Research:
Hospitalization due to pulmonary hypertension (PH) has a prevalence rate of approximately 200,000 per year in the United States, with hundreds of thousands of additional undiagnosed cases suspected to occur across adults of all ages, genders, and ethnicities. In pulmonary arterial hypertension (PAH), defined as PH Group 1 by the World Health Organization (WHO), an increased mean arteriole pressure (mPAP) of ≥ 25 mmHg results from narrowed or hardened pulmonary arteries that present either idiopathically, heritably, or in association to certain drug uses. Due to an incomplete understanding of the mechanisms underlying PAH, clinicians are limited in their ability to scientifically investigate the arteriole’s change from healthy to diseased states during PAH pathogenesis.

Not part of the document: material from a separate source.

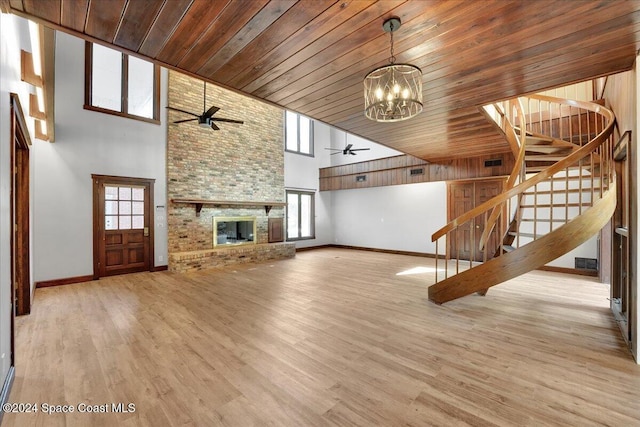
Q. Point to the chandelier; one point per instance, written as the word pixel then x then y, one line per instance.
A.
pixel 393 92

Ms. Fuller’s research focus is to develop an organ-on-a-chip device that recapitulates lung physiology and PAH pathogenesis to study the progression of disease. Utilizing microfluidic technologies, she aims to develop an elastomeric device featuring a 3D culture environment and incorporating key cell phenotypes constituting the pulmonary arteriole and expected to be implicated in PAH. By manipulating the micromechanical environment with mechanical and fluidic inputs representative of respiration and pulsatile circulation, Ms. Fuller will simultaneously probe the arteriole-on-a-chip’s response to a cohort of chemical factors, transcriptional coactivators, and paracrine signaling molecules to assess similarity to disease. This approach will provide a novel tool to the medical community to effectively study genetic epidemiology, mechanism of disease, and identify potential cures for PAH and other pulmonary diseases in the future.
Ms. Fuller’s research focus is to develop an organ-on-a-chip device that recapitulates lung physiology and PAH pathogenesis to study the progression of disease.